Libye-Syrie-Yémen : après le printemps, le chaos
Dix ans après les révolutions arabes,
«Libération» tire le bilan. Aujourd’hui, trois pays
dont les espoirs de renouveau démocratique ont été balayés par
la guerre civile et le jihadisme.
Le
printemps des peuples arabes est loin d’avoir été partout radieux. Souvent, il
a été suivi par un hiver rigoureux, comme en Egypte où la
contre-révolution a triomphé (lire Libération du
13 janvier). Parfois aussi, de ce «clair-obscur» entre «un vieux
monde qui se meurt et le nouveau monde qui tarde à apparaître, ont surgi les
monstres», selon la prédiction d’Antonio Gramsci.
En Syrie,
en Libye, au Yémen, ces monstres ont dévoré la révolution de 2011. Qu’ils
aient pris la forme d’un dictateur brutal, Bachar al-Asssad, prêt à saigner son pays pour
rester au pouvoir ; d’une désintégration complète de
l’Etat libyen, livré tout entier aux appétits miliciens ; ou d’une
interminable guerre civile, provoquant au Yémen «la pire
crise humanitaire du monde», selon l’ONU.
Ce second
dossier consacré à l’anniversaire des dix ans des révolutions arabes est
consacré à ces pays qui ont basculé dans le chaos à l’issue du printemps.

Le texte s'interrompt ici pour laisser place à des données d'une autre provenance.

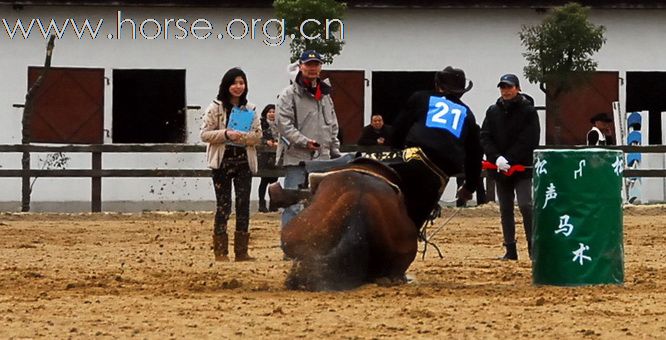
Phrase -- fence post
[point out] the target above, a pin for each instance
(25, 182)
(96, 199)
(27, 116)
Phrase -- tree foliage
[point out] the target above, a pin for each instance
(560, 49)
(295, 12)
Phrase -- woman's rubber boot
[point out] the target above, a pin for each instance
(221, 247)
(241, 240)
(511, 252)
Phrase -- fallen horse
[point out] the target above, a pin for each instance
(356, 227)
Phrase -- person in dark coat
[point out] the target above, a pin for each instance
(377, 133)
(509, 135)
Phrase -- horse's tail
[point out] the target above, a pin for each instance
(348, 260)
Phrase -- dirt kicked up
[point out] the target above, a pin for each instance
(152, 275)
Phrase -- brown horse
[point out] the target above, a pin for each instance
(355, 230)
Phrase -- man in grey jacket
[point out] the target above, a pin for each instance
(307, 125)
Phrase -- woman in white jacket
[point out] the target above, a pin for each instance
(232, 156)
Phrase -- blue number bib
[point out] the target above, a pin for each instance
(447, 115)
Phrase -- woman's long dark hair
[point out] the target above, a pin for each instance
(228, 79)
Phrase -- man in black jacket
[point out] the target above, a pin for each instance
(445, 129)
(509, 135)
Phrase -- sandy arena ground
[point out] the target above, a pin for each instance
(152, 275)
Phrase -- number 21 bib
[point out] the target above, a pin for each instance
(447, 115)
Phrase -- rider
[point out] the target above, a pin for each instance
(444, 128)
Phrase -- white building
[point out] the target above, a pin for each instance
(381, 37)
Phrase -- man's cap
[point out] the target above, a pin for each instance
(310, 55)
(453, 79)
(509, 79)
(601, 117)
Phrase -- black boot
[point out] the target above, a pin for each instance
(511, 252)
(262, 206)
(221, 247)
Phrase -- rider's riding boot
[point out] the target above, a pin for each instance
(221, 247)
(241, 240)
(280, 198)
(511, 252)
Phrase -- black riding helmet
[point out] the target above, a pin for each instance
(452, 81)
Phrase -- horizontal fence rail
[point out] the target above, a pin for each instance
(96, 173)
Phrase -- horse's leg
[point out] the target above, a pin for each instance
(346, 265)
(393, 237)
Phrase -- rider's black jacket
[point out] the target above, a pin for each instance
(453, 155)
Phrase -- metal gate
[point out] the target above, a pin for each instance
(348, 95)
(69, 107)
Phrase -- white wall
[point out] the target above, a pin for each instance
(484, 43)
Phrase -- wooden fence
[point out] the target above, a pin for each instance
(96, 173)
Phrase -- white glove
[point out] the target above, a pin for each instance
(502, 164)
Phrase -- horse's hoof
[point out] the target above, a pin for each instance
(391, 281)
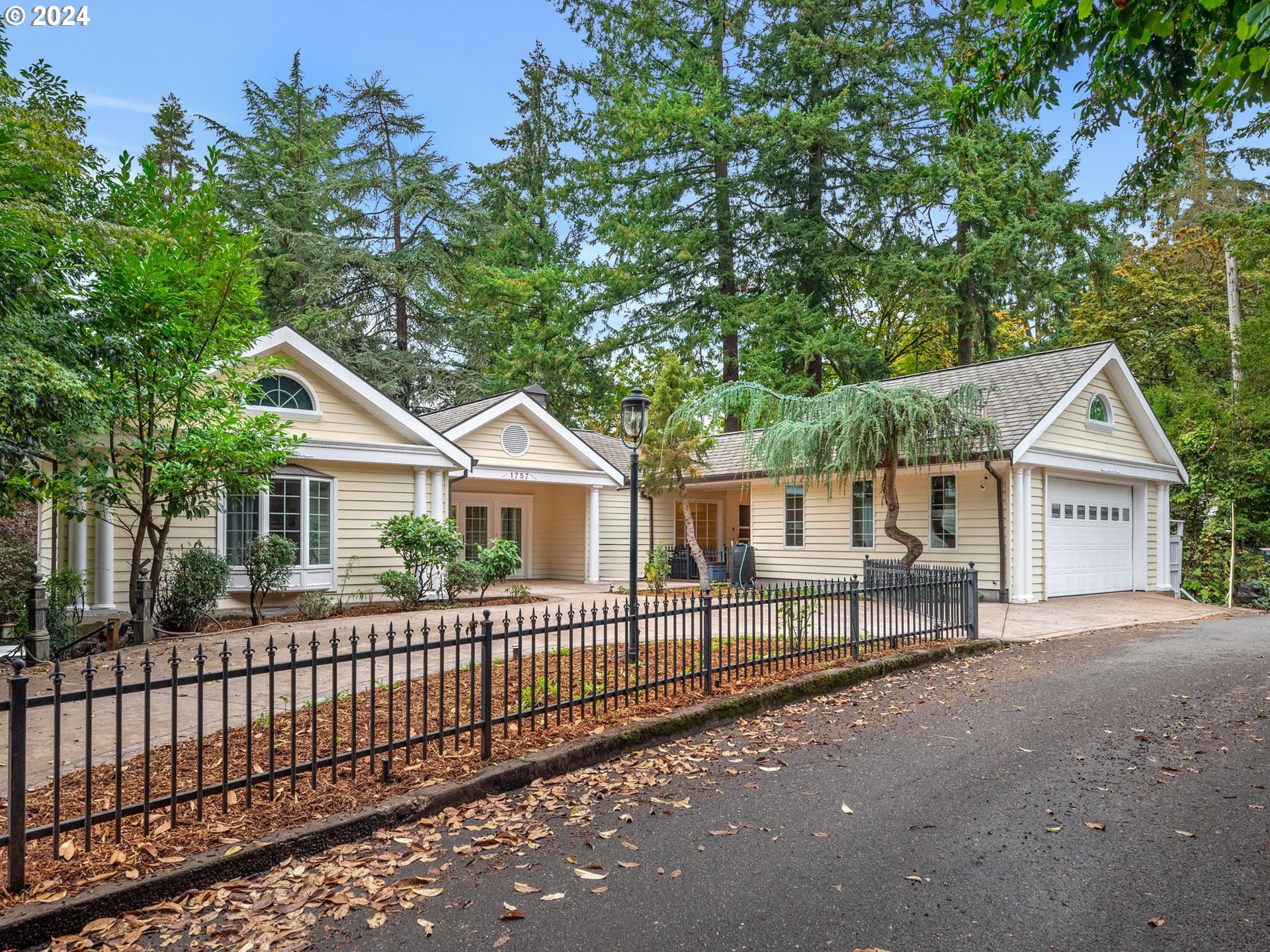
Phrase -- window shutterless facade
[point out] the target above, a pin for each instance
(795, 524)
(861, 514)
(944, 512)
(299, 506)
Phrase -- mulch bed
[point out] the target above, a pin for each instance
(524, 682)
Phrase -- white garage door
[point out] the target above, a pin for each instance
(1090, 539)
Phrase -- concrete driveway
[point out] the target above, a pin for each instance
(1081, 614)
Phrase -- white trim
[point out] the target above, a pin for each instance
(1099, 467)
(578, 477)
(520, 400)
(1140, 411)
(360, 390)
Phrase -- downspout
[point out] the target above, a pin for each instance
(1002, 590)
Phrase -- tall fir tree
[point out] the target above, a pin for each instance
(278, 179)
(403, 225)
(172, 149)
(532, 301)
(666, 168)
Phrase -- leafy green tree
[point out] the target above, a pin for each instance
(675, 450)
(269, 561)
(278, 182)
(1166, 66)
(497, 561)
(48, 240)
(665, 168)
(841, 434)
(531, 301)
(173, 310)
(172, 150)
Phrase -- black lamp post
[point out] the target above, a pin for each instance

Ils ont au moins deux points communs.
Les groupes
islamistes terroristes y ont prospéré. Profitant de cette période pour s’implanter,
certes, ils ont aussi été cyniquement instrumentalisés pour justifier une
répression féroce, ou pour en appeler au soutien de l’Occident. Le jihad n’est
pas né en 2011. Mais son rejeton le plus cruel, l’Etat islamique, a
vu le jour dans le sillage des printemps avortés.
L’autre constante est l’intervention des puissances
étrangères dans ces conflits. En Syrie, les rebelles, un temps soutenus par les
pays du Golfe, ont perdu l’essentiel de leurs parrains (mis à part la Turquie)
tandis qu’Al-Assad a confié son salut à Téhéran et Moscou. Au Yémen, les
insurgés houthis appuyés par l’Iran sont combattus depuis cinq ans par une
coalition armée menée par Riyad. En Libye, où tout a commencé par une
intervention occidentale qui a conduit au renversement de Kadhafi, le fragile
gouvernement d’union nationale doit aujourd’hui sa survie à l’aide militaire
d’Ankara face aux troupes du maréchal rebelle Khalifa Haftar, portées à bout de
bras par l’Egypte, la Russie et les Emirats arabes unis.
Ces acteurs extérieurs ont parfois aidé - volontairement
ou non - à créer ces monstres. Dix ans après le printemps, personne ne
semble plus en mesure de les contrôler.